Esco dalla macchina facendo attenzione ai lacci sciolti delle Converse.
«Ti aspetto dai Jonas!» mi urla dietro. Mi giro per salutarla ma noto che è già partita.
Entro in casa, preparandomi alle torture a cui sono sottoposta ogni santo giorno grazie ai miei. Diventano ogni giorno più insopportabili, non credo di poter resistere ancora.
«Miley.» una voce mi interrompe, è mio padre, con un’espressione seria e minacciosa. Ha in mano un foglio, che tiene stretto, talmente stretto che rischia di stropicciarsi nelle sue grosse mani. Il suo sguardo mi lascia immaginare che è successo qualcosa e che si tratta di me.
«Si, papà?» chiedo guardandolo negli occhi. Sposta lo sguardo sul foglio per poi portarlo subito sul mio.
«Da quanto tempo?» dice impassibile, quasi sussurrando. Adesso capisco. So benissimo di che parla.
«Non sono affari che ti riguardano.» rispondo seria. «E adesso ridammi il mio foglio.»
«Non hai risposto alla mia domanda, Destiny.» il suo tono di voce aumenta. «Da quanto tempo prendi queste medicine?»

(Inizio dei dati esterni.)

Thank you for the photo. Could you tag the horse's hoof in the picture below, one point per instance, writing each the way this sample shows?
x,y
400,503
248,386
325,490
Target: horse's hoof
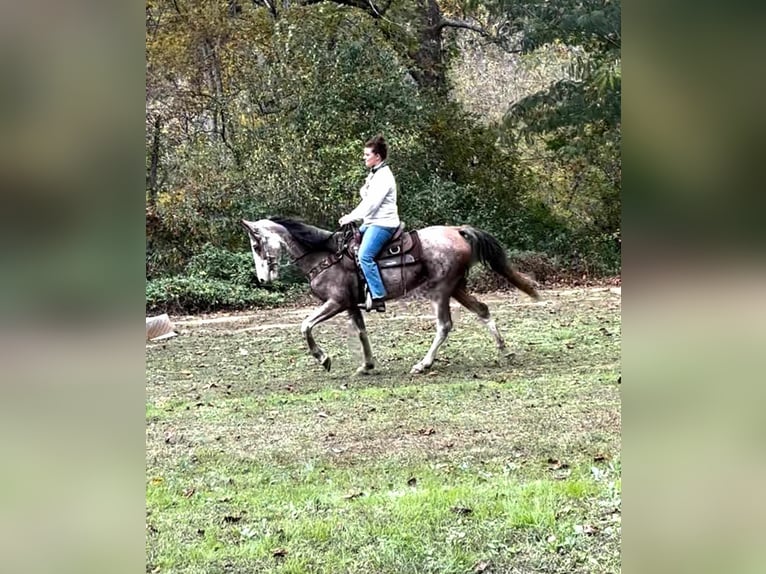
x,y
418,369
509,356
364,370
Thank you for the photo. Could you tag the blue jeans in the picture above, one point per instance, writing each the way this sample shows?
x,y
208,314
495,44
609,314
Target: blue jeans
x,y
374,238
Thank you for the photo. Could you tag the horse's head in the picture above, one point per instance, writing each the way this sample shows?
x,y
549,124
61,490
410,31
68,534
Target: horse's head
x,y
265,245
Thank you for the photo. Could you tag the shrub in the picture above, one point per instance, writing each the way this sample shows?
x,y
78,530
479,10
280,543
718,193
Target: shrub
x,y
196,294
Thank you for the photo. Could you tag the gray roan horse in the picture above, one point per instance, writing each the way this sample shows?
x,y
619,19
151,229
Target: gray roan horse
x,y
435,260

«Non chiamarmi così.» dico quasi implorandolo. Non sa quanto male mi fa essere chiamata così.
«So io che nome darti, e adesso, cortesemente, dimmi da quanto tempo ti imbottisci di questa merda.»
«Da quando tu e la mamma avete mandato a puttane il mio sogno.»
«E quale sarebbe il tuo sogno?» si avvicina a me e riesco a vedere la rabbia nei suoi occhi, pronta a scatenarsi su di me. «Camminare davanti ad un gruppo di tossico-dipendenti con la speranza di finire su qualche rivista da quattro soldi? Oppure quello di morire di bulimia a vent’anni?»
Dopo una lunga pausa, si allontana da me, gettando il foglio nella spazzatura e lanciandomi un ultimo sguardo, il più doloroso. Ho bisogno di quella ricetta più che mai, è l’unico modo per realizzare il mio sogno ed essere quello che voglio essere da anni.